Watch Models

Session Model

The Session Model encapsulates all data for an active session, including the session ID, start and end times, completion status, number of games, available balls, and a list of Game objects as seen in the definition in Figure 3.5.2.1. It provides methods for serialization (toJson, fromJson), enabling sessions to be saved locally. The model exposes helpers to find the active game, mark the session as complete, and update session metadata. It supports dynamic session structures, allowing for variable numbers of games and balls. The Session Model is designed for extensibility, supporting future features like session statistics, user profiles, and cloud synchronization. It also integrates with the local cache to provide offline persistence and recovery.

Game Model

The Game Model is responsible for constructing the game object which is the second highest level which is owned by the session class and contains frame objects. Its definition can be seen in Figure 3.2.6.1. The gameNumber field is for organizational purposes when converting data in and out of binary format from the Account Packet. The score field is for the calculation of the games score and will be updated per shot. The startingLane defines what lane the user will start on. The list of lanes contains all possible lanes the user can be playing on.
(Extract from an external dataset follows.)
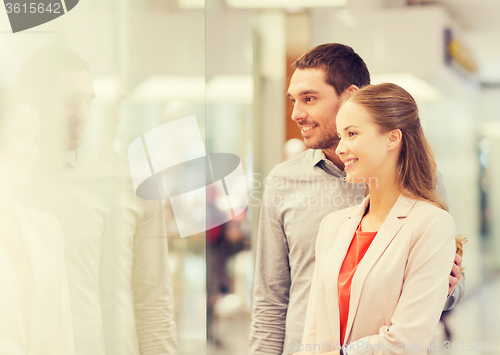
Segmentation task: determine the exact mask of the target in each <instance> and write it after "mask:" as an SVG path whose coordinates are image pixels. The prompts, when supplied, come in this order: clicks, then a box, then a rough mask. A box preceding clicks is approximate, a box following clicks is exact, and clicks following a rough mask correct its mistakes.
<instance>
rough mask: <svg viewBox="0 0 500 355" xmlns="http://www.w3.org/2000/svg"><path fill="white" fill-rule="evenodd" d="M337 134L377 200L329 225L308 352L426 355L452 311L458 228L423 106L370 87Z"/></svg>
mask: <svg viewBox="0 0 500 355" xmlns="http://www.w3.org/2000/svg"><path fill="white" fill-rule="evenodd" d="M337 132H338V133H339V137H340V139H341V140H340V142H339V145H338V148H337V151H336V152H337V154H338V155H339V156H340V158H341V159H342V161H343V162H344V164H345V171H346V174H347V179H348V180H349V181H350V182H367V184H368V186H369V188H370V195H369V196H368V197H367V198H366V199H365V200H364V202H363V203H362V204H361V205H359V206H356V207H352V208H349V209H346V210H342V211H339V212H336V213H333V214H330V215H328V216H327V217H325V219H324V220H323V222H322V224H321V227H320V230H319V234H318V238H317V244H316V266H315V271H314V277H313V283H312V286H311V294H310V298H309V306H308V310H307V317H306V324H305V330H304V338H303V341H302V343H303V344H302V346H301V348H300V350H307V352H308V353H328V354H339V353H344V354H345V353H347V354H349V355H353V354H393V353H405V354H425V353H426V352H427V351H426V350H427V347H428V344H429V343H430V341H431V340H432V337H433V334H434V331H435V329H436V325H437V324H438V321H439V316H440V314H441V312H442V310H443V305H444V303H445V301H446V295H447V291H448V276H449V271H450V268H451V266H452V265H453V260H454V255H455V239H454V233H455V227H454V222H453V219H452V218H451V216H450V215H449V214H448V212H446V210H447V207H446V206H445V205H444V203H442V202H441V201H440V200H439V197H438V196H437V194H436V192H435V191H434V187H435V172H436V165H435V162H434V158H433V155H432V152H431V150H430V147H429V145H428V143H427V141H426V139H425V137H424V135H423V132H422V128H421V125H420V121H419V117H418V111H417V107H416V104H415V101H414V100H413V98H412V97H411V95H409V94H408V93H407V92H406V91H405V90H403V89H402V88H400V87H399V86H397V85H394V84H381V85H375V86H368V87H366V88H363V89H361V90H360V91H357V92H355V93H352V94H351V95H350V96H349V97H348V98H347V99H346V100H345V102H343V104H342V106H341V108H340V110H339V113H338V116H337ZM347 344H351V346H345V347H344V348H343V349H340V345H347ZM339 350H340V351H339Z"/></svg>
Most of the time this will be two lanes and the user will alternate between. The list of frames will contain up to 12 frame objects. The game model also contains helper functions such as newGame which generates an empty game object. The Game Model integrates seamlessly with the Session Model and Frame Model, providing a consistent data structure for the entire session.

Frame Model

The Frame Model is responsible for constructing a frame object which is the second lowest level which is owned by the game class and contains shot objects. Its definition can be seen in Figure 3.2.7.1. The frameNumber field is for organizational purposes when converting data in and out of binary format from the Account Packet. The lane field is the identifier that determines what lane that frame will be completed on. It enforces bowling rules by supporting up to two shots for frames 1–9, while the 10th frame can dynamically allow an 11th and even a 12th frame depending on the outcomes of each shot, specifically, if a strike or spare is achieved, bonus frames are appended to accommodate the extra shots awarded by standard bowling rules. The models isComplete property determines frame completion by evaluating the number of shots and the pinfall logic, handling all edge cases for strikes, spares, and bonus attempts. The totalPinsDown getter aggregates pinfall across all shots in the frame. For persistence and BLE communication, the Frame Model implements toJson() and fromJson() methods, ensuring the frame’s state can be serialized and reconstructed. Integrated with the Game Model, which manages the sequence of frames, the Frame Model ensures that all frame-specific logic has accurate session management.

Shot Model

The Shot Model is implemented as a class that encapsulates all the data and logic for a single bowling shot. Each Shot instance records the shot number, ball ID, number of pins knocked down, a bitmask encoding the pin state and foul status, impact (board), stance, target, break point, speed, frame number, lane, and a read-only flag. The model provides a constructor that allows for flexible initialization, including default values and support for both impact and board terminology. It features a static foulBit constant for bitmask operations and a mapping from impact descriptions to board numbers. The model includes computed properties such as pinsStanding, isFoul, and pinsState, which decode the bitmask to provide high-level information about the shot outcome. Utility methods like buildPins and buildLeaveType construct the bitmask from a boolean pin array and foul flag. The Shot Model supports serialization and deserialization via toJson and fromJson, ensuring compatibility with local storage. For BLE, it implements encodeToBinary, which packs all shot data into a 23-byte binary format for transmission, and decodeFromBinary, which reconstructs a Shot and its context from a received packet. The encodeToBinary method in the Shot model serializes a shot into a 23-byte array for BLE transmission. It packs the shot’s fields such as session ID, game/frame/shot/ball numbers, pins bitmask, stance, target, break point, impact, speed, and lane into specific byte offsets using bitwise operations. The decodeFromBinary method reverses this process, it parses a 23-byte array, extracting each field by reading and unpacking the corresponding bytes. It reconstructs the shot’s properties including session context by applying bitwise masks, shifts, and scaling, returning a Shot object and its associated metadata. The packet makeup can be seen above in Figure 3.2.8.1.